Research-Grade ORM for LLM Context Engineering - Persist Knowledge Models, Query Context Intelligently
Community Edition Notice: This framework is designed for Developers (Rapid Prototyping) and Academics (Experimentation). It is NOT currently engineered for Enterprise Production use (see KNOWN_ISSUES.md).
CEF is an ORM for LLM context engineering - just as Hibernate abstracts relational databases for transactional data, CEF abstracts knowledge stores for LLM context.
✅ Validated with comprehensive benchmarks: Knowledge Model retrieves 60-220% more relevant content than vector-only approaches for complex queries requiring relationship reasoning.
- 👩💻 Developers: Rapidly prototype LLM applications with rich context without setting up complex infrastructure.
- 🎓 Academics: Experiment with GraphRAG algorithms and benchmark against vector-only baselines.
- 🧪 Researchers: Reproducible environment for testing context engineering strategies.
- 🏢 Enterprise Research Pods: Deploy ephemeral, self-contained analysis environments for specific datasets (e.g., "Annual GL Analysis") without requiring permanent heavy infrastructure.

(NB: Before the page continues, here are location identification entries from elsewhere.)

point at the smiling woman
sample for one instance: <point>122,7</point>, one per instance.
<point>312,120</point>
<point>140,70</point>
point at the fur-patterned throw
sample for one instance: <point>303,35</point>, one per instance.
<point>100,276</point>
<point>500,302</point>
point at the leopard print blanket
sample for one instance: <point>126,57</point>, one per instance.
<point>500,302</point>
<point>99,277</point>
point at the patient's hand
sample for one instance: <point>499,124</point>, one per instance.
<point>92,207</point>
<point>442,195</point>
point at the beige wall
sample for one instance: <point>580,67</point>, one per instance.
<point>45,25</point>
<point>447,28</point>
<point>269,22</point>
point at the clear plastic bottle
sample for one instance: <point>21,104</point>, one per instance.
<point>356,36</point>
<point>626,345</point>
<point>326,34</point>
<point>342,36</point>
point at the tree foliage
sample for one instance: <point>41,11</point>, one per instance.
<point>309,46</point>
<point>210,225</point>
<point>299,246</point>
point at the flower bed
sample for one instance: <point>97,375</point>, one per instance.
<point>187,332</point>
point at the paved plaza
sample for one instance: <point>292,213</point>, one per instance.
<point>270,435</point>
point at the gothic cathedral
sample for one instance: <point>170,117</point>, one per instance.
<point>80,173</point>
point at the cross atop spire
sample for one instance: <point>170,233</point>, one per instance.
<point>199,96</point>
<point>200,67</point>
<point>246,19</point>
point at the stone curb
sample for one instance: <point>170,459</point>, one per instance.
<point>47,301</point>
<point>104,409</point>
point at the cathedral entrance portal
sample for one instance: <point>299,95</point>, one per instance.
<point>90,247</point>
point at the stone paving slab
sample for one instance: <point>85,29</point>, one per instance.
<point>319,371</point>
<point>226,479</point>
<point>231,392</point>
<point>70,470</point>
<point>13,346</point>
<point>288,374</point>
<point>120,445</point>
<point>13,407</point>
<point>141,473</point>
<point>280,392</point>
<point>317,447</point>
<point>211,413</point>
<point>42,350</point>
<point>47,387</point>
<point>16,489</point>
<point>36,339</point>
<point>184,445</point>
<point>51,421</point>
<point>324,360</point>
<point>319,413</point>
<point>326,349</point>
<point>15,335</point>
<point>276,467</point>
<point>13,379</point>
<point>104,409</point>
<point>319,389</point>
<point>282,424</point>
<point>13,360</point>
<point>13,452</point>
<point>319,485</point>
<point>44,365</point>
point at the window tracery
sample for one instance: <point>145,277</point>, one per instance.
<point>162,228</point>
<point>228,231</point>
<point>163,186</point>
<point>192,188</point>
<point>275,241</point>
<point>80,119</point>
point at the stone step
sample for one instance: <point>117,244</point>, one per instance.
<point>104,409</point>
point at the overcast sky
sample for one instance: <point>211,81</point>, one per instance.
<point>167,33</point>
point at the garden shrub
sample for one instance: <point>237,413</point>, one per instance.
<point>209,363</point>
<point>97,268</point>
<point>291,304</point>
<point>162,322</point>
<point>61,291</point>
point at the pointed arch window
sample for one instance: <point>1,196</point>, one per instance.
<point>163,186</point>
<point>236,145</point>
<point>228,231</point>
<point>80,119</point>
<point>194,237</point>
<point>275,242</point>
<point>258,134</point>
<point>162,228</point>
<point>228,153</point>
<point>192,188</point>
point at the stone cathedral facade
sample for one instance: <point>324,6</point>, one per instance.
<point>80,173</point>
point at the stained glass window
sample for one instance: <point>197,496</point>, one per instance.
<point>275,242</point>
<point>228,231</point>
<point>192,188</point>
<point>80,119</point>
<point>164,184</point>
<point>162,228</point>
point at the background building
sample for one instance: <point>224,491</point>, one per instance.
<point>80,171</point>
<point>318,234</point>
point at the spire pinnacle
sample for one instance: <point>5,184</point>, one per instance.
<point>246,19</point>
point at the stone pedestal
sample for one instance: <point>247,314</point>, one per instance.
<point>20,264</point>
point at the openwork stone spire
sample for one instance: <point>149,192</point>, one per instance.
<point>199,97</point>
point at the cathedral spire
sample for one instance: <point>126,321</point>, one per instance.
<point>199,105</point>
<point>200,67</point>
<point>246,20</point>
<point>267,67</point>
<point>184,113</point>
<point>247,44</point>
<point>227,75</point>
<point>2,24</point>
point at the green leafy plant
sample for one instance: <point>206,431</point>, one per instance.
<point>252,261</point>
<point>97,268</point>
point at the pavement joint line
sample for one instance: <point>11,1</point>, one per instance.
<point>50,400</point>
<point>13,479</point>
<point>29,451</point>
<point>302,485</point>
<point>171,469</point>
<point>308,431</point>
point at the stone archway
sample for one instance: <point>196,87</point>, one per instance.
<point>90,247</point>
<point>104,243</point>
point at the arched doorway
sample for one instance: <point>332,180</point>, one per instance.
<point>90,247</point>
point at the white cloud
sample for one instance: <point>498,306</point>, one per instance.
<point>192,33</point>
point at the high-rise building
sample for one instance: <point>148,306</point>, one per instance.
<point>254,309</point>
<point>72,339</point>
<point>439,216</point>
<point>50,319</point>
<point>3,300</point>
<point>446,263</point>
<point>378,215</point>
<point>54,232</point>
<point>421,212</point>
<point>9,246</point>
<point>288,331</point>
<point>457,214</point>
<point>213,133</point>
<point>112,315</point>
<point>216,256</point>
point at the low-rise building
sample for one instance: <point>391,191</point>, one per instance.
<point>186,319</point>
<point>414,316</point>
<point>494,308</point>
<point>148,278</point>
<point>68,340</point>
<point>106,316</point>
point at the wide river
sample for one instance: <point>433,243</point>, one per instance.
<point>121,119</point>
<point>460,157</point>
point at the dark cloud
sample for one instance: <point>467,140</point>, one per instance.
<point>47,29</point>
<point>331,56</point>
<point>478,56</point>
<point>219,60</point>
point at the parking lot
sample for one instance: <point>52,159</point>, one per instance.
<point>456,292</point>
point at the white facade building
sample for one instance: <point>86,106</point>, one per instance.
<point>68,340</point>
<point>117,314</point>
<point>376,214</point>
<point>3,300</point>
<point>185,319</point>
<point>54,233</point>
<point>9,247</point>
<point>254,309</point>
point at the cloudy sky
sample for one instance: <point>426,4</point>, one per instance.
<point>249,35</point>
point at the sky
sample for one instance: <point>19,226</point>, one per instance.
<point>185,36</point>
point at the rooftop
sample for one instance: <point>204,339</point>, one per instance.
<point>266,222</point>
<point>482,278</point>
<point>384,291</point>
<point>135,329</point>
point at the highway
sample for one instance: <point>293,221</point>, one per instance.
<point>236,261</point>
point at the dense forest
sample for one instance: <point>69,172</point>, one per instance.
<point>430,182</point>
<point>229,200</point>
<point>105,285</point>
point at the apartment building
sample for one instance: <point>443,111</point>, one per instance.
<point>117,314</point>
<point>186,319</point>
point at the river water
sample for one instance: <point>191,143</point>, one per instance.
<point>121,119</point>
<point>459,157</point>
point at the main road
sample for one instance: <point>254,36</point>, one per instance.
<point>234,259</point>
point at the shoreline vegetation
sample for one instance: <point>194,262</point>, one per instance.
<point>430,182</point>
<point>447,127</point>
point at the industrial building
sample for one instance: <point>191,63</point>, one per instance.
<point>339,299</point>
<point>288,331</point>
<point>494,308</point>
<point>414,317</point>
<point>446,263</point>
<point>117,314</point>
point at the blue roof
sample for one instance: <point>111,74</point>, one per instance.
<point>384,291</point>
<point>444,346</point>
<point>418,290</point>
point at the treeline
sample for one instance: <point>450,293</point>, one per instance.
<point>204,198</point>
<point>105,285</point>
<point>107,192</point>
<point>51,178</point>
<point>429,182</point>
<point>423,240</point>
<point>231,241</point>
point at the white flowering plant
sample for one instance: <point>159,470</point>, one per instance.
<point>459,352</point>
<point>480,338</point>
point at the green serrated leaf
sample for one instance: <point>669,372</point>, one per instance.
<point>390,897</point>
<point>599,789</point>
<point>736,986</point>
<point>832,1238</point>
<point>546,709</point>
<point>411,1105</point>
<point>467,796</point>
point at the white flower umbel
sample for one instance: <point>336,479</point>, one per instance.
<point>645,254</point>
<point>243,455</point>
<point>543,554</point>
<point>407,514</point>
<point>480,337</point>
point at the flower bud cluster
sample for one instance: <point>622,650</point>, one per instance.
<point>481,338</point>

- 🗄️ Knowledge Model ORM - Define entities (nodes) and relationships (edges) like JPA @Entity
- 🔄 Dual Persistence - Graph store (relationships) + Vector store (semantics)
- 🔍 Intelligent Context Assembly - Relationship navigation + semantic search + keyword fallback
- 📦 Storage Agnostic - Pluggable backends (JGraphT, Neo4j, Postgres, Qdrant)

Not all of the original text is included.